Photo credit: Cory Ryan
During the school year 2012-2013, nearly 400 third-grade students across Minnesota attended up to seven nutrition education classes, called “Go Wild with Fruits and Vegetables,” led by trained U of M Extension SNAP-Ed educators. Specifically, 396 students from 22 schools attended the classes, with about half attending classes in fall 2012, and the rest in spring 2013.

The goal of SNAP-Ed is to improve the likelihood that people eligible to receive SNAP benefits will make healthy food choices within a limited budget and become more physically active in order to improve their health. As the “Go Wild” title indicates, the 2012-2013 classes focused on choosing to eat healthier foods — specifically more fruits and vegetables.

The team of FD researchers surveyed the students, as well as their parents and other primary caregivers, four times between October 2012 and October 2013. The goal was to evaluate the impact of SNAP-Ed programming on the children’s attitudes and behaviors regarding healthy eating in particular and other healthy habits in general.

Parents' and Caregivers' Responses — Two Themes

Information provided by parents and primary caregivers who responded to the surveys revealed two key themes:
  • An increased propensity for children to try new foods after attending nutrition education classes.
  • Positive “ripple effects” from the classes on other family members’ food and eating-related habits.
Parents and caregivers also said discussion about the “Go Wild” classes at home influenced other family members’ food choices and willingness to try new foods, as well as food-related habits, such as encouraging gardening or helping with meal preparation.

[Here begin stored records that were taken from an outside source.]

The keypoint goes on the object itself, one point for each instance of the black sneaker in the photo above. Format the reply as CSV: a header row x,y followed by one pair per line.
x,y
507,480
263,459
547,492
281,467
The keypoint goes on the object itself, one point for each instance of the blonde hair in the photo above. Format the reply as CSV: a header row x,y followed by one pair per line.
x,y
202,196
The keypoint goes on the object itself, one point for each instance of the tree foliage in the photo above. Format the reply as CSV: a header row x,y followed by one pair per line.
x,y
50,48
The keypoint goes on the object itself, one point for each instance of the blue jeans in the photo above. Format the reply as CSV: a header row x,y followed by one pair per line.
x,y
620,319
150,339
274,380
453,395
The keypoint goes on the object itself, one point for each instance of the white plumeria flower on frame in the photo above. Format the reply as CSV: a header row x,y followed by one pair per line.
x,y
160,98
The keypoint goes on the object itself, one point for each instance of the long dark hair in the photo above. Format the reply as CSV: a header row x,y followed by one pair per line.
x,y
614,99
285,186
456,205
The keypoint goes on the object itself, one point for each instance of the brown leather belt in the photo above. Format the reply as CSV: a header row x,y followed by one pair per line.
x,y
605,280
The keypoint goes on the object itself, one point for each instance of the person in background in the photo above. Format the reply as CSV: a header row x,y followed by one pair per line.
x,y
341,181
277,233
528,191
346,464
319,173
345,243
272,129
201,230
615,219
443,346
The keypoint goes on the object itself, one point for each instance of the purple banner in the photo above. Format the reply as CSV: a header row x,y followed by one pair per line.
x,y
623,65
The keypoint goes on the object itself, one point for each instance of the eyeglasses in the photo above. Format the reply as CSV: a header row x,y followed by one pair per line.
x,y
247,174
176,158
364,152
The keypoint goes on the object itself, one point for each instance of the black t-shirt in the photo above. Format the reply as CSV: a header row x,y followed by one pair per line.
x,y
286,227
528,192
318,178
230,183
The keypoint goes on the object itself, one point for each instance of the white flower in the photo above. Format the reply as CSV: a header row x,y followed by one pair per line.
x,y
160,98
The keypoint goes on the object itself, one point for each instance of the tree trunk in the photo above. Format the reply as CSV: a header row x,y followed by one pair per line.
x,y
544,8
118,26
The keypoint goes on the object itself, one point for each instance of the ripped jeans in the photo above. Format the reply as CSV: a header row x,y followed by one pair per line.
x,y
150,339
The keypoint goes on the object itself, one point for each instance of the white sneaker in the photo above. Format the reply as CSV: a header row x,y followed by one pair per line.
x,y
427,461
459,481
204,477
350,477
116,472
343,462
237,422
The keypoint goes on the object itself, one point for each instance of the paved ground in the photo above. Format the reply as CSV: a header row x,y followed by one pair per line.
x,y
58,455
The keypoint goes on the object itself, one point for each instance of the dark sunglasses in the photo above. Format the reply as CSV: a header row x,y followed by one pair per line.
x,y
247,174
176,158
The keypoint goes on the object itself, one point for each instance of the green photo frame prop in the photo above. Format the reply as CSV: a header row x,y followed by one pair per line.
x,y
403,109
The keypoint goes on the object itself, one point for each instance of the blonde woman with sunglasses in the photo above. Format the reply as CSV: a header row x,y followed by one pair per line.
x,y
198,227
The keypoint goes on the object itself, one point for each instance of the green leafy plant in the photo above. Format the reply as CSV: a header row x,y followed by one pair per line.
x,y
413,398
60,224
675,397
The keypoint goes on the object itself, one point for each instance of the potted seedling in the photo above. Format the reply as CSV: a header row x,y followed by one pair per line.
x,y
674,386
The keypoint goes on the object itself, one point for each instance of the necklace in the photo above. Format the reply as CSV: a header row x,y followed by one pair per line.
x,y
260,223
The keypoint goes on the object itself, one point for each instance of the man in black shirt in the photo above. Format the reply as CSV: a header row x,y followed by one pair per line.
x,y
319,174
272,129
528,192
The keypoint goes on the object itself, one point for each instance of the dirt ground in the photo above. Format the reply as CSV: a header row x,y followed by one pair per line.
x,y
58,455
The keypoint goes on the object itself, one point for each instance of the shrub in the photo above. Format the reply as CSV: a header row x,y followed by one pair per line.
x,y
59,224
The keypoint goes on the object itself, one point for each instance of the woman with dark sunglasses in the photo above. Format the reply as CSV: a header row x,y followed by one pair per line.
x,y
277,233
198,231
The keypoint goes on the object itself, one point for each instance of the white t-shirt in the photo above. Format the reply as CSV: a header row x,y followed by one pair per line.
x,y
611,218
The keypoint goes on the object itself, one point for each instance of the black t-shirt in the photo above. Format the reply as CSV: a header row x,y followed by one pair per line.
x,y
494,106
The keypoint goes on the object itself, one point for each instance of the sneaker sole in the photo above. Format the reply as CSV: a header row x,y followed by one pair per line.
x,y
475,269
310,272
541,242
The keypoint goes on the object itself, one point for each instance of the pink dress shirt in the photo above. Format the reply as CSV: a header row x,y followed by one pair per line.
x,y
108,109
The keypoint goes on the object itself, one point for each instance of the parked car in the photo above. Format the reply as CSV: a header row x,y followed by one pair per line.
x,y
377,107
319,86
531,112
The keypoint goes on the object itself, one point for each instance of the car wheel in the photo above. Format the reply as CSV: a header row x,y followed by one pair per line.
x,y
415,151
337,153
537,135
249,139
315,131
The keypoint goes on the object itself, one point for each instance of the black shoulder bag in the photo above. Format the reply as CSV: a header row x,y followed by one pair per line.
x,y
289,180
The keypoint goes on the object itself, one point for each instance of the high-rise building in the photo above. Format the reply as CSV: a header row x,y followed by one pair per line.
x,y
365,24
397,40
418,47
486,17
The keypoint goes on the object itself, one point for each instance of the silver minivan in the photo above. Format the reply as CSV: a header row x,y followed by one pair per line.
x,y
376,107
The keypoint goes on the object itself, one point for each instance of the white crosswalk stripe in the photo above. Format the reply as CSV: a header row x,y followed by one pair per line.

Children's Responses — Increased Fruit Consumption

Information provided by children responding to the surveys revealed two key findings:
  • Children ate more fruits both immediately after taking classes and 6-10 months later.
  • Children ate more vegetables immediately after taking the classes (but not in the long-term).
These results are consistent with research showing that nutrition education programs similar to “Go Wild with Fruits and Vegetables” report more success in increasing children’s long-term consumption of fruits than with vegetables. Researchers attribute children’s greater inclination toward fruits to their sweeter taste.

Despite the less encouraging findings on vegetables, the good news is that children did get excited about trying new vegetables at least for a short time following the “Go Wild” classes. The challenge now is to figure out ways to sustain that level of interest over the long term.